Las cabinas son tan discretas que ni siquiera atraen a los actos vandálicos. Los únicos que se acercan son los vagabundos de más edad, que todavía hacen ese gesto mecánico de mirar si alguien se ha dejado una moneda. Hay toda una generación que no ha llamado nunca desde una cabina, que no sabe qué significa que se te corte la línea en plena conversación, o que no te devuelva el cambio. Son los mismos que no han visto nunca una guía telefónica. Y eso que con ese aire de mamotreto y la letra minúscula, las guías eran una buena metáfora de la vida urbana: miles de vidas amontonadas en un espacio y a su vez perfectamente distinguidas por un número, como un catálogo de novelas posibles de Paul Auster.
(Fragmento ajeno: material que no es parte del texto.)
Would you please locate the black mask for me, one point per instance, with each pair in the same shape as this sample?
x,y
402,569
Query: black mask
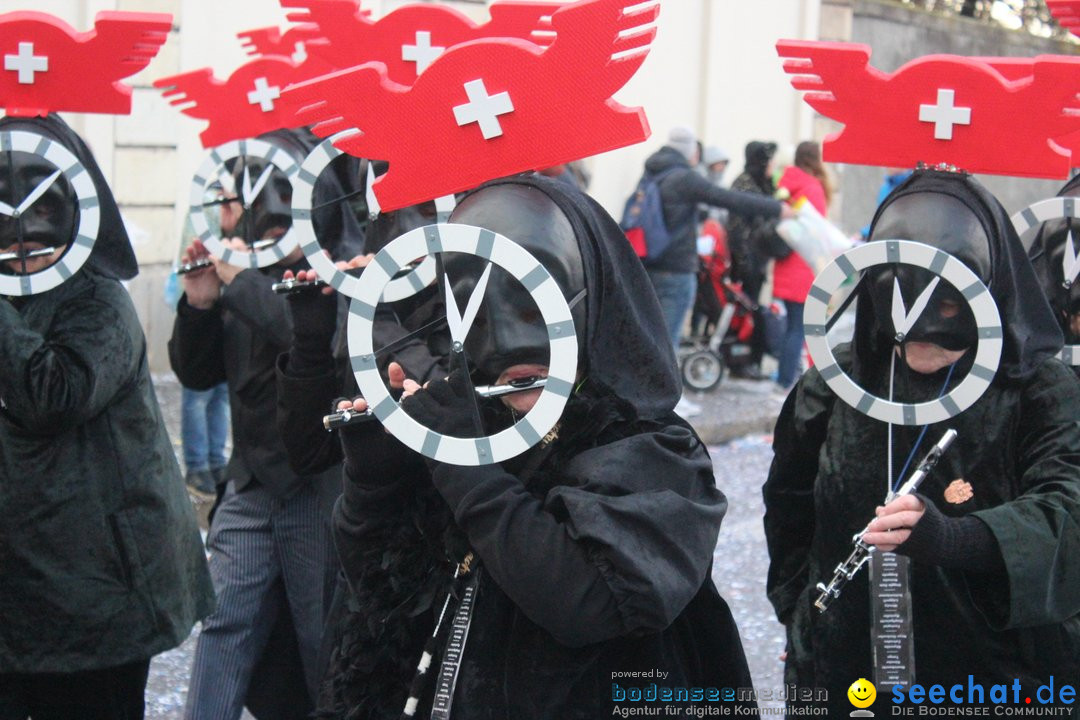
x,y
391,226
509,329
944,222
51,219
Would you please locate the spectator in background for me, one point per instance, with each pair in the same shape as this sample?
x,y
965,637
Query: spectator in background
x,y
753,242
674,273
204,425
714,161
894,177
792,276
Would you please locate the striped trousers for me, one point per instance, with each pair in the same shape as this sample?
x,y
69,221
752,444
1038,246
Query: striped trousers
x,y
267,556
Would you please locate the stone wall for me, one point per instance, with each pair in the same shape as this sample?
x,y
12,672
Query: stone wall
x,y
898,35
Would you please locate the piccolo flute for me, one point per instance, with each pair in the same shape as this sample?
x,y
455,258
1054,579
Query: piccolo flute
x,y
205,262
862,552
342,418
291,286
41,252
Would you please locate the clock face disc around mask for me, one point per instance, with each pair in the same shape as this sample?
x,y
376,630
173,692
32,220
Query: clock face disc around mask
x,y
82,185
943,266
500,250
399,288
1033,217
214,170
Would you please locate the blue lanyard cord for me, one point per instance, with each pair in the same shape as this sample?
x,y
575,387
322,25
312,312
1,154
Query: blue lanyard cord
x,y
922,434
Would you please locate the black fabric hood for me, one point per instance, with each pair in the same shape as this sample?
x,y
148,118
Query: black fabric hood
x,y
757,157
1047,254
1030,333
626,351
665,159
112,255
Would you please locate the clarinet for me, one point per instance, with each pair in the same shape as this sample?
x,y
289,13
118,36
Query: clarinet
x,y
345,418
293,286
41,252
861,553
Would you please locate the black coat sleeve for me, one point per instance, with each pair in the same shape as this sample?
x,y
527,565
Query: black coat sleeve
x,y
621,548
788,490
197,349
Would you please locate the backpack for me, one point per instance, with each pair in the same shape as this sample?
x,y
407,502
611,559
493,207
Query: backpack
x,y
643,218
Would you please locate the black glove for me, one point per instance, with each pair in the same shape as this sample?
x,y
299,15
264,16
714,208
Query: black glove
x,y
959,543
375,458
314,323
445,406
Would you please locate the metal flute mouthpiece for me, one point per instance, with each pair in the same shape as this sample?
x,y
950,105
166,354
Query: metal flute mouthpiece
x,y
342,418
41,252
861,552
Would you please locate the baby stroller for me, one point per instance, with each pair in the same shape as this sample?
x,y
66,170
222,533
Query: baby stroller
x,y
723,320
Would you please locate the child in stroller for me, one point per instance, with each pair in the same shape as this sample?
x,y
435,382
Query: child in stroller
x,y
723,320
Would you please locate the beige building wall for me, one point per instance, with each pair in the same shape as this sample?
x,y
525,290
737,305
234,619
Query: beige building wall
x,y
713,67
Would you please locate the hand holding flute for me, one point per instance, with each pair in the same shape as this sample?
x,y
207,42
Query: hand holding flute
x,y
353,411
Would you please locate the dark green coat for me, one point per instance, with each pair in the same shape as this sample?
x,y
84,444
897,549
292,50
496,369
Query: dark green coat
x,y
100,559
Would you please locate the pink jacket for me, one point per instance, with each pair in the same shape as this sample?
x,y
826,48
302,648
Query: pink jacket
x,y
792,276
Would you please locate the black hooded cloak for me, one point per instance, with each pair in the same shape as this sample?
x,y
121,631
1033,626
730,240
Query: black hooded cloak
x,y
112,255
1018,447
595,545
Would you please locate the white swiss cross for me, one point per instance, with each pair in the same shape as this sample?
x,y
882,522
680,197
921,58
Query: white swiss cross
x,y
421,53
264,95
944,114
483,109
26,63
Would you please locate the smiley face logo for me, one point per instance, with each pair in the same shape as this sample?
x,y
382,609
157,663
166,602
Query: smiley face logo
x,y
862,693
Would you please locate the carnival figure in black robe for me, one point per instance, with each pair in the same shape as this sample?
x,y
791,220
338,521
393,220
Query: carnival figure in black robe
x,y
995,578
1048,254
594,547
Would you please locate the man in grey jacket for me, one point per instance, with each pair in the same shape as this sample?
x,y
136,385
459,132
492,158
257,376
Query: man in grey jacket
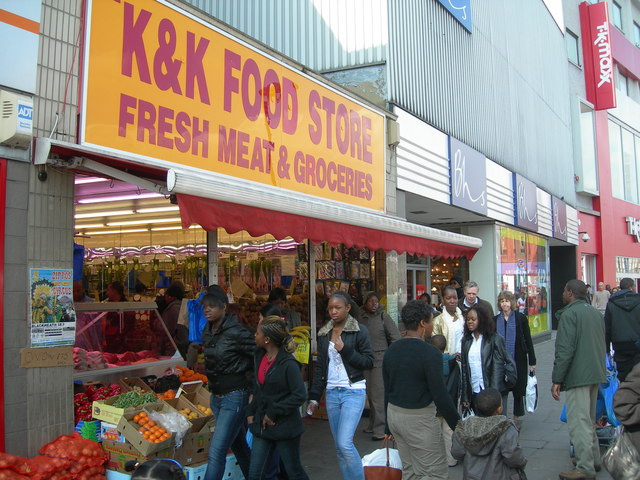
x,y
578,369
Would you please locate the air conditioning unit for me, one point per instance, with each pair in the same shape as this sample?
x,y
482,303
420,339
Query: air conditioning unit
x,y
16,120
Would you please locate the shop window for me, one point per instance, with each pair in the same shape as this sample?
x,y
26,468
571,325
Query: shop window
x,y
615,151
588,168
629,167
573,51
524,272
616,10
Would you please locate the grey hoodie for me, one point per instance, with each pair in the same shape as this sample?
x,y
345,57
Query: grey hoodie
x,y
488,447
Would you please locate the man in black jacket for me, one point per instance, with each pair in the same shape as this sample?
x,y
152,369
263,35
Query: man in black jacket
x,y
471,298
622,324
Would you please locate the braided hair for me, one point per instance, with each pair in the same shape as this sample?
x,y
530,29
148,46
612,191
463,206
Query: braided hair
x,y
158,469
276,329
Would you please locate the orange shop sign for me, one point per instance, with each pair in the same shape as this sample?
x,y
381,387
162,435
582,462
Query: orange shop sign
x,y
169,88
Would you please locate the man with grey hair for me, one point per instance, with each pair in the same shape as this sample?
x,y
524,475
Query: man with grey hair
x,y
578,369
471,298
600,298
622,324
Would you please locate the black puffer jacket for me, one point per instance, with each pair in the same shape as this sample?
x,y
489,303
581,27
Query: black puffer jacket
x,y
280,397
228,356
356,354
622,329
494,355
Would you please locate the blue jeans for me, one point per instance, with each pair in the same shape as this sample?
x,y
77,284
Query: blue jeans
x,y
229,412
344,409
289,451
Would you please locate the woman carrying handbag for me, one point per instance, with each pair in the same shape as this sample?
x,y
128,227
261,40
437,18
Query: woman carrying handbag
x,y
485,361
513,326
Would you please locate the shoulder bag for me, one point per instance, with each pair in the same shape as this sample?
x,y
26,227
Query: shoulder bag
x,y
622,460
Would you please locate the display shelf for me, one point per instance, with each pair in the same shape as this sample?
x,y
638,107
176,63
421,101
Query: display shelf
x,y
108,375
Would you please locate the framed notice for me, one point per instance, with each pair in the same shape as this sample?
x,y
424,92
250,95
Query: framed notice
x,y
52,316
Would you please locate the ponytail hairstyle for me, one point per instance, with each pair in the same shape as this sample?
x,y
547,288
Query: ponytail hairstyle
x,y
276,329
157,469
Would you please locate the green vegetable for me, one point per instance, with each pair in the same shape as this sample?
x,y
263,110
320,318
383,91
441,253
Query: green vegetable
x,y
134,399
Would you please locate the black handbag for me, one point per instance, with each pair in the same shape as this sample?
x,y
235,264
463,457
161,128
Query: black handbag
x,y
510,373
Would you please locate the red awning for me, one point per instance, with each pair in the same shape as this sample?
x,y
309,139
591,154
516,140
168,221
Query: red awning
x,y
233,217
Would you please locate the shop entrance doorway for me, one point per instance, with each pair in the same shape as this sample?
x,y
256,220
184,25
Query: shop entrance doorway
x,y
418,281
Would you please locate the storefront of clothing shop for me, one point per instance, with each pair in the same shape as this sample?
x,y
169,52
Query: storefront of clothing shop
x,y
449,185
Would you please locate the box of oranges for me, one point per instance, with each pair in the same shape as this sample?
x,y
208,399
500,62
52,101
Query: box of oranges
x,y
143,433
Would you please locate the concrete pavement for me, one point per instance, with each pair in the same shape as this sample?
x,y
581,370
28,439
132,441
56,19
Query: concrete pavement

En algunos países lograron que las cabinas fueran un emblema nacional, como las de color rojo que hay en el Reino Unido, o las de Brasil, conocidas como orelhao, con una gran acústica para las ciudades ruidosas. En cambio, las cabinas de teléfono españolas nunca fueron muy apreciadas. Olían a orina y en verano se convertían en una sauna. Antes de que desaparezcan del todo, tal vez habría que hacer una última llamada como despedida. Estaría bien que alguien diseñe una aplicación para localizarlas con el móvil.